CYRUS Soccer Simulation 2D Team Description Paper 2022
- URL: http://arxiv.org/abs/2205.10953v1
- Date: Sun, 22 May 2022 23:16:37 GMT
- Title: CYRUS Soccer Simulation 2D Team Description Paper 2022
- Authors: Nader Zare, Arad Firouzkouhi, Omid Amini, Mahtab Sarvmaili, Aref
Sayareh, Saba Ramezani Rad, Stan Matwin, Amilcar Soares
- Abstract summary: This paper introduces the previous and current research of the CYRUS soccer simulation team.

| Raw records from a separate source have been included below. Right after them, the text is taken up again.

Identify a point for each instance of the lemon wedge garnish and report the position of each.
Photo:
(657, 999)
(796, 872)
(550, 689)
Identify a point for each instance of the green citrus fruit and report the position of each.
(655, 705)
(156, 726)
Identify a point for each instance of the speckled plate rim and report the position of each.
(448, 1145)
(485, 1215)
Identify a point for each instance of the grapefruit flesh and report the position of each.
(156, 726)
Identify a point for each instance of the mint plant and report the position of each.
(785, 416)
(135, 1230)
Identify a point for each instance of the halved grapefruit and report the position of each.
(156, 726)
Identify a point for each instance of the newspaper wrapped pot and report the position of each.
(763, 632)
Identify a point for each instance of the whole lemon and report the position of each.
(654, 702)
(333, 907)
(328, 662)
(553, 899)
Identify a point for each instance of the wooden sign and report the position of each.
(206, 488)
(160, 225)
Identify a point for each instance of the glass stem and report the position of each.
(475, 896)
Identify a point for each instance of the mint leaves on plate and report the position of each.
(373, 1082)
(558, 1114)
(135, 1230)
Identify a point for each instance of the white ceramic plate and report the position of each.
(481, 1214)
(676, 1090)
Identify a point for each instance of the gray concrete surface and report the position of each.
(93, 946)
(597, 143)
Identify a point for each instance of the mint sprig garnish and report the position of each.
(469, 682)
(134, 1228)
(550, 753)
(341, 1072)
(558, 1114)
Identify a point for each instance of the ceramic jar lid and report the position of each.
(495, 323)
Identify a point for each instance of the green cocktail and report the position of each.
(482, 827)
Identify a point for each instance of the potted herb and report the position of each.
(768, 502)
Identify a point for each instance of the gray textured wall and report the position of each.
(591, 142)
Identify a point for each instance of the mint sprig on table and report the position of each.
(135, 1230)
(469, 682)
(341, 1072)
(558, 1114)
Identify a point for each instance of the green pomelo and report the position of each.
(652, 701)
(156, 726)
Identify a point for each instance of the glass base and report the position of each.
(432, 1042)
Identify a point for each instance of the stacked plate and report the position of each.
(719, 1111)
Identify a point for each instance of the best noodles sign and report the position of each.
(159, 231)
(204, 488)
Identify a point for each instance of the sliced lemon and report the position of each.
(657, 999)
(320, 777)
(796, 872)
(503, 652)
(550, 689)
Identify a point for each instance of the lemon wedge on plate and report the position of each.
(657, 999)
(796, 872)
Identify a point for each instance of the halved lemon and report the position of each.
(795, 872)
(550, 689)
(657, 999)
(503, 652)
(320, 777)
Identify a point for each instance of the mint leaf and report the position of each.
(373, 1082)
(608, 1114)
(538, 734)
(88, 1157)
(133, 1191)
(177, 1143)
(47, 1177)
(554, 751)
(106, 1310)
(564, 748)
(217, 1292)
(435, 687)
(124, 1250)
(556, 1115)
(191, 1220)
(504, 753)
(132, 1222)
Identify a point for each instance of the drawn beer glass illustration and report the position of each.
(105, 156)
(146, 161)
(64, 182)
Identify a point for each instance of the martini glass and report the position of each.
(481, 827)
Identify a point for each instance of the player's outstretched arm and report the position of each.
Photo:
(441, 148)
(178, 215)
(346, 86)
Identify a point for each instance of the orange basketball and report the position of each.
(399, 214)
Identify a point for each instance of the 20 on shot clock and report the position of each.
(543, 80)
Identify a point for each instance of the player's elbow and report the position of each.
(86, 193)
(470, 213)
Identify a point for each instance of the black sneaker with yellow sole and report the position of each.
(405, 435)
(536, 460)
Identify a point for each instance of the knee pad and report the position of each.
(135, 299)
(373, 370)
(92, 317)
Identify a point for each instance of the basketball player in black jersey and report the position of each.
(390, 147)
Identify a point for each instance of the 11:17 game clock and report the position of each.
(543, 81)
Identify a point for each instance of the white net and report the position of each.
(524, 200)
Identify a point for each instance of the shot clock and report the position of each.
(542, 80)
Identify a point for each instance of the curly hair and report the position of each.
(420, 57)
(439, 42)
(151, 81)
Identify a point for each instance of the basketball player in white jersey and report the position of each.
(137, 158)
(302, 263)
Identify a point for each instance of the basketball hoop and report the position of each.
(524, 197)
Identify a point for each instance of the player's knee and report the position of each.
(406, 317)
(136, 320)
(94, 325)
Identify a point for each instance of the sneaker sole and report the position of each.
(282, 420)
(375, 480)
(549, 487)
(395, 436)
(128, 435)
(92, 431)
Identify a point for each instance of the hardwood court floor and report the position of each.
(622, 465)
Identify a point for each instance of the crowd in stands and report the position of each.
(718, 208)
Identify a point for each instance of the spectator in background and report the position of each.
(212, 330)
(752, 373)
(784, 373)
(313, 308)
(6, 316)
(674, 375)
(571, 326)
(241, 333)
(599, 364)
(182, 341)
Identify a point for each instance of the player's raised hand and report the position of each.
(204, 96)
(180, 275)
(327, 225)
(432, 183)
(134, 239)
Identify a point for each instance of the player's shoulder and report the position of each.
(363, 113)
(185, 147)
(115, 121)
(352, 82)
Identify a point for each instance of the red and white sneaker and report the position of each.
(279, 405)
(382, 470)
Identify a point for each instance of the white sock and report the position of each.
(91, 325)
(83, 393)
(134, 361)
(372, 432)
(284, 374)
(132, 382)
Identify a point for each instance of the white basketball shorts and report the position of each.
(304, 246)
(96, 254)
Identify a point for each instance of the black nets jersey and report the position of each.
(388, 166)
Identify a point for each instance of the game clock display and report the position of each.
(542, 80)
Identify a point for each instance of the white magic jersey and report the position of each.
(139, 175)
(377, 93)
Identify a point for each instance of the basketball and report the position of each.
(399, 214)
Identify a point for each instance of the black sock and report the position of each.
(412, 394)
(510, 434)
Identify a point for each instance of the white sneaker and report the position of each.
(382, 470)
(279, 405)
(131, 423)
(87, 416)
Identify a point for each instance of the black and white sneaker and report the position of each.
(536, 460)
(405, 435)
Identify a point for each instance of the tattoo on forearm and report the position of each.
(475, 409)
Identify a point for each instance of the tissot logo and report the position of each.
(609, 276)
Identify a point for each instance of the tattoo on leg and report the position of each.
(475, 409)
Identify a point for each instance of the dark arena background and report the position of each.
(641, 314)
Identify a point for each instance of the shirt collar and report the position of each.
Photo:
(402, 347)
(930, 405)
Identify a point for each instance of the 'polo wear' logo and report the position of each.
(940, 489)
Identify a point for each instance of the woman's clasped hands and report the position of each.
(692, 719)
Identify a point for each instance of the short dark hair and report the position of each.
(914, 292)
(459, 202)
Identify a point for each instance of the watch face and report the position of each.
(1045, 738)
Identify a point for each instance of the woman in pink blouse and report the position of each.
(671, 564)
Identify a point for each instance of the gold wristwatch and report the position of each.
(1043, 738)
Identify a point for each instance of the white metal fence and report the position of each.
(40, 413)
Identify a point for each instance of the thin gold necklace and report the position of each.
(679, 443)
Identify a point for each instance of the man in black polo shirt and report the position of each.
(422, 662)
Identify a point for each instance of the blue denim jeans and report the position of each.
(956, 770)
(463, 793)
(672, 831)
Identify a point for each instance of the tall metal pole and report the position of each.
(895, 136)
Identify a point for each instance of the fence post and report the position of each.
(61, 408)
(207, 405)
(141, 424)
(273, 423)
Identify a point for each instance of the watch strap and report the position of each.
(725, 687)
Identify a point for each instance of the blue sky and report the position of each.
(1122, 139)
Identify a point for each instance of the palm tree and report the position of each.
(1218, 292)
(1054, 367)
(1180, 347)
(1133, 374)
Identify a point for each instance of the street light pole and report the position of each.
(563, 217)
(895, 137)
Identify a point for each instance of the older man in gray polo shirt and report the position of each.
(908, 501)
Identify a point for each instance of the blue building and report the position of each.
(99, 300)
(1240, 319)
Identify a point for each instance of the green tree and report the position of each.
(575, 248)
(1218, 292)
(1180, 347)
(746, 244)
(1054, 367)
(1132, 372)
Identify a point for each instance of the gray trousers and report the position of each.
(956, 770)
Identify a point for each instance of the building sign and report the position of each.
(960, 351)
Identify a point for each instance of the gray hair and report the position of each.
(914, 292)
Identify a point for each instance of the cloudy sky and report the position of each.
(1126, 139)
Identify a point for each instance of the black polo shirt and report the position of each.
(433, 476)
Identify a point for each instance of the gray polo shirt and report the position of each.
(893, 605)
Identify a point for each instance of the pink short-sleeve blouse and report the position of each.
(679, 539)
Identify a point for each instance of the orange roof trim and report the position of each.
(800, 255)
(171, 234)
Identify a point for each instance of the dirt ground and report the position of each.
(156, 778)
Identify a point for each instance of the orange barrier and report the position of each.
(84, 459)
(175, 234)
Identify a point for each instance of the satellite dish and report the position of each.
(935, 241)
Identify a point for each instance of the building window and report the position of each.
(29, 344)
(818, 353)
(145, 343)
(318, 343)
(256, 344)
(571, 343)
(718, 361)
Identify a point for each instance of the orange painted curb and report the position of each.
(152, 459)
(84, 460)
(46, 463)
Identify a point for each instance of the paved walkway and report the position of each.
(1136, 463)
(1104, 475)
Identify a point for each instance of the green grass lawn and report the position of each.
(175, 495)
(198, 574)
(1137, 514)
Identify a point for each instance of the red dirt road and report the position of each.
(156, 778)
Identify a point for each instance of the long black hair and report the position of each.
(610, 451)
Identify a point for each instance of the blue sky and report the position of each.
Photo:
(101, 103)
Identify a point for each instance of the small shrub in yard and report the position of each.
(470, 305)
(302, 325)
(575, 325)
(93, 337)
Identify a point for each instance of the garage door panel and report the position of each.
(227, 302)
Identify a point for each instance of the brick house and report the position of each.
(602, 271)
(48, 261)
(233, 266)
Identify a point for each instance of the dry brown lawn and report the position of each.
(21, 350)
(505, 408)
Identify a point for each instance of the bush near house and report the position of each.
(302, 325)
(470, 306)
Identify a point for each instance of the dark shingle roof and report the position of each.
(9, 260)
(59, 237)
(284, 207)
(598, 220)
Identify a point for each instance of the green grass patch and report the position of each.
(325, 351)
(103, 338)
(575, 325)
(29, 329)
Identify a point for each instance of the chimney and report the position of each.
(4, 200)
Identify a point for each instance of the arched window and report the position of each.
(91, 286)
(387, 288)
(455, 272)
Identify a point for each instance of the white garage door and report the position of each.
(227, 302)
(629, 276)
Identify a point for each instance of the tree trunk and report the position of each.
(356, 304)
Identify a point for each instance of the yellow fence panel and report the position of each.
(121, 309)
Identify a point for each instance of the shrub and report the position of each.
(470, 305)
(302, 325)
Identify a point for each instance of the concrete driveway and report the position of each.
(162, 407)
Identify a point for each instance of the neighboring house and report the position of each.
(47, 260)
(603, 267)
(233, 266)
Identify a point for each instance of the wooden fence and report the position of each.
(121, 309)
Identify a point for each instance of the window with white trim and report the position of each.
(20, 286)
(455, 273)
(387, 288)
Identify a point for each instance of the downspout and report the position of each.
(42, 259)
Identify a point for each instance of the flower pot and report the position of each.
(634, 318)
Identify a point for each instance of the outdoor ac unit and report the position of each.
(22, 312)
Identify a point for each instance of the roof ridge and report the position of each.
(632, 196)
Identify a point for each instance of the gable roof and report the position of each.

We will present our idea about improving Unmarking Decisioning and Positioning by using Pass Prediction Deep Neural Network.
- Score: 8.86121279277966
- License: http://creativecommons.org/licenses/by/4.0/
- Abstract: Soccer Simulation 2D League is one of the major leagues of RoboCup
competitions. In a Soccer Simulation 2D (SS2D) game, two teams of 11 players
and one coach compete against each other. The players are only allowed to
communicate with the server that is called Soccer Simulation Server. This paper
introduces the previous and current research of the CYRUS soccer simulation
team, the champion of RoboCup 2021. We will present our idea about improving
Unmarking Decisioning and Positioning by using Pass Prediction Deep Neural
Network. Based on our experimental results, this idea proven to be effective on
increasing the winning rate of Cyrus against opponents.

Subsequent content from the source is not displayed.